Aquel centurión
daba por descontado que su siervo sería curado si Jesús accedía a su petición.
¿Confiamos así nosotros? Es la pregunta que de inmediato al empezar a leer este
pasaje evangélico me surge en lo más profundo de mi corazón: ¿Confío yo de esa
manera en el Señor? ¿Es esa la medida de mi fe?
Sucede que
acudimos al Señor para que nos solucione nuestros problemas o para que las
cosas nos vayan bien. Y ese es el error. Jesús hizo milagros porque, no voy a
decir que no le quedaba más remedio, sino para demostrarnos que era Dios y por
su amor compasivo y misericordioso.
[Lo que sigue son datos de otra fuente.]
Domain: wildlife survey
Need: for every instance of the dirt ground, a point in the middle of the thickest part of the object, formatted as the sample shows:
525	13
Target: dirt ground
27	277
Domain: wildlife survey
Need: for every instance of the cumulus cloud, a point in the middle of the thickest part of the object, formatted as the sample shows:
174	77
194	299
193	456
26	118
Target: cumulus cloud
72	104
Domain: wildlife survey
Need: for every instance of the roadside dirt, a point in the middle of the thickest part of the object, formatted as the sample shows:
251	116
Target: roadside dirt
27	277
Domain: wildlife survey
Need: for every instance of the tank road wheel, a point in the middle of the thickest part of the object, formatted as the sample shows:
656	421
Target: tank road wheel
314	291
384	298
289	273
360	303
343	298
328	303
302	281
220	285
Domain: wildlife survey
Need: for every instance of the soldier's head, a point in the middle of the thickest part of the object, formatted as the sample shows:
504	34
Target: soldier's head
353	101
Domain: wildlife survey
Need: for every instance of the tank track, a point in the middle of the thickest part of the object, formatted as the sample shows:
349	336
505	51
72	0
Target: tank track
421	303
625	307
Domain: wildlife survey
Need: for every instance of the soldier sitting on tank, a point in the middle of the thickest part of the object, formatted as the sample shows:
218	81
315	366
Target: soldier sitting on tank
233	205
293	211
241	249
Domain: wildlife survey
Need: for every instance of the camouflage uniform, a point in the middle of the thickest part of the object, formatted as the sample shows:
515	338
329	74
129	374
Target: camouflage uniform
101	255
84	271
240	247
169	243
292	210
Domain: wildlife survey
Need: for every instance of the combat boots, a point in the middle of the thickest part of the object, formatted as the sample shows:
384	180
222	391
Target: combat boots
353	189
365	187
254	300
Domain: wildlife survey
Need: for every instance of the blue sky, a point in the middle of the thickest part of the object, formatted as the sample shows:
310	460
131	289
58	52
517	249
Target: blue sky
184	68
Pero no vino para eso, sino para
anunciarnos y revelarnos el Amor Infinito y Misericordioso del Padre.
Y ese Amor nos exige
que también nosotros amemos de esa manera. Esa es la cuestión. Jesús no fue
apartado de su Pasión por el Padre, y nosotros tampoco seremos apartados de la
pasión que nos toca en nuestra particular vida. ¿O queremos ser apartado?
Lo que nos toca es
aceptarlo y confiar en que nuestro Padre Dios nos salvará cuando llegue la hora
final y su Hijo venga de nuevo a Reinar eternamente. Por tanto, mi fe tiene que
ser esa, la de saber que Jesús está conmigo y camina a mi lado. Y, pase lo que
pase, si yo trato de amar como Él quiere que lo haga, mi salvación está
asegurada. De alguna manera esa es la fe que debemos tener porque nuestro
mundo no es éste, sino el que Dios, nuestro Padre nos tiene preparado.
El centurión confiaba que con solo una palabra de Jesús bastaba. Y ahora pasa lo mismo, solo una Palabra de Jesús basta. Y su Palabra ya está dicha: «Quien cree en mí tendrá vida eterna».